Important: Please ensure you have access to production so that you are able to handle incidents!
Background
The term "scheduled tasks" refers to the plugin functions runEveryMinute
, runEveryHour
, and runEveryDay
.
These functions are used for a variety of use cases that are essential to the plugins that use them. For instance, the Snowflake Export plugin uses a scheduled task to insert batches of data from the external stage into Snowflake. Another very common use case for them is data importing, where plugins hit an external service to pull some data based on the schedule.
We use Graphile Worker (the same tool that's used for jobs) to run scheduled tasks. It runs a "cron" service at runtime, but keeps track of tasks in the database. When it's time for a task to execute, Graphile Worker looks up and updates the graphile_worker.known_crontabs
table and then enqueues a job to execute the task.
Currently, our approach to scheduled tasks is not optimal, as we have one overarching task per cadence that executes all the tasks from plugins that use the function i.e. one task that runs every minute and executes in sequence all the runEveryMinute
functions from enables plugins. Ideally, we'd have one task per runEveryX:pluginConfigId
, so that these could be better distributed across the fleet, but a past attempt to do so put way too much load in the database. This is something we should revisit. It's worth being aware of this as a potential cause for issues is a given server being overloaded.

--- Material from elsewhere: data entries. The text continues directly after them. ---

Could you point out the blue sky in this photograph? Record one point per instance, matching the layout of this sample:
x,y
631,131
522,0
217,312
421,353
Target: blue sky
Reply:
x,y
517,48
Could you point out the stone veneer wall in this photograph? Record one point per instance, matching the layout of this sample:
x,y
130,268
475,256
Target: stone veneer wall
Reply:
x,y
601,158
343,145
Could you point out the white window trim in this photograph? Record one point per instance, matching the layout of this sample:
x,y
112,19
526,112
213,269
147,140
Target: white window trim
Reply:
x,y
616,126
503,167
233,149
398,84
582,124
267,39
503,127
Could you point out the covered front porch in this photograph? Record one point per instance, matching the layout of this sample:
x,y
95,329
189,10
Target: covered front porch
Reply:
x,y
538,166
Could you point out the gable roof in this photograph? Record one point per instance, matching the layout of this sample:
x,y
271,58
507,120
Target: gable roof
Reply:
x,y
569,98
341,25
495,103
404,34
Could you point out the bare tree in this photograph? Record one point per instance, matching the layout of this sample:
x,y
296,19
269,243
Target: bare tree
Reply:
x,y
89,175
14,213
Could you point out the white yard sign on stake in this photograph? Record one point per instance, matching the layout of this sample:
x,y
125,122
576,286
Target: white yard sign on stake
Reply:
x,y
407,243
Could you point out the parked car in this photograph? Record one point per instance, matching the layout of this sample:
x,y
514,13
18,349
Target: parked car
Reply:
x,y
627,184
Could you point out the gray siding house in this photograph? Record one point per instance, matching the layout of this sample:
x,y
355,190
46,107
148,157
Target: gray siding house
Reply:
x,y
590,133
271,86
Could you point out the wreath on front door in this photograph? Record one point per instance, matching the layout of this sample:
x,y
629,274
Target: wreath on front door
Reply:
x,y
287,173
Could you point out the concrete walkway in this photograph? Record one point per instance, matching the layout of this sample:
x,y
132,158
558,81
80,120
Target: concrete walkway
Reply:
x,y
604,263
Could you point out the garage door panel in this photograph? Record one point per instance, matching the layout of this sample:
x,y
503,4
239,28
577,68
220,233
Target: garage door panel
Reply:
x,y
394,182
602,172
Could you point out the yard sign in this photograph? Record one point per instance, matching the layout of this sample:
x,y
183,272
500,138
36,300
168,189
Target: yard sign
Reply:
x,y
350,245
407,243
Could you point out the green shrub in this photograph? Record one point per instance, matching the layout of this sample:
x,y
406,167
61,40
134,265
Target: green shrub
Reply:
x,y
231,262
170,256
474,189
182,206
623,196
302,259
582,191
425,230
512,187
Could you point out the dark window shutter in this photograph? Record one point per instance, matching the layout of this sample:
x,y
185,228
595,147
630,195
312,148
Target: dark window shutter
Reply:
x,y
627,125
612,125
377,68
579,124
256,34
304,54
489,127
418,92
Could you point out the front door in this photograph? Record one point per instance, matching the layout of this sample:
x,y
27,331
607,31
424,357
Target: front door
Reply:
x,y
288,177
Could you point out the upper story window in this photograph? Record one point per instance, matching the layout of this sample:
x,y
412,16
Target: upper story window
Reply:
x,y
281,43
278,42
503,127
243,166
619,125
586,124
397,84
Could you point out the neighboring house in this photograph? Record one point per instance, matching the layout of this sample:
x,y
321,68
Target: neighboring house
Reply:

It's important to note that it's not very important that a given plugin's runEveryMinute
function runs every minute (despite the name). Given another task is bound to run soon enough, it's ok for these to be delayed by a couple of minutes. This is why at the moment you'll see fluctuations in the number of tasks we actually run per minute if you look at the metrics. It is more important that runEveryHour
and runEveryDay
don't actually skip slots.
Scheduled tasks only run in plugin servers with the scheduledTasks
capability.
Debugging
If scheduled tasks aren't working, there are a few places to look in for issues:
- The Graphile Worker database: The database could be down or under a lot of load. A solution may be to scale it up.
- The
plugins-scheduler
pods: The pods could be under a lot of load and should be scaled up, we may have shipped a bug affecting scheduled task execution, or we may have misconfigured the Graphile Worker. - Individual plugins: Ideally an individual plugin with a bug would never affect other plugins, but it's possible we may not have covered all ways in which plugins can interfere. One example is that since we currently run tasks in sequence, a few tasks reaching the 30s timeout would cause delays for the subsequent tasks
Actions
Restarting scheduler pods
With scheduled taks in particular, it's unlikely that a restart would fix things, but it's a safe operation that might be worth trying.
kubectl rollout restart deployment/plugins-scheduler -n posthog
Scaling up the Graphile Worker database
If you've determined that the Graphile Worker database is the bottleneck, you should be able to safely scale it up by changing the instance type in the posthog-cloud-infra
repo.
Disabling a plugin
If you need to disable a given plugin config after you've established it's problematic, you can do so by:
a) Logging in as the user and disabling it
b) Updating the posthog_pluginconfig
table and setting enabled=false
for the appropriate column
If you do b, you must remember that the plugin server won't automatically apply the change. You need to trigger a restart, deploy, or simply update the config of another plugin via the UI to send the signal to the plugin server to reload plugins.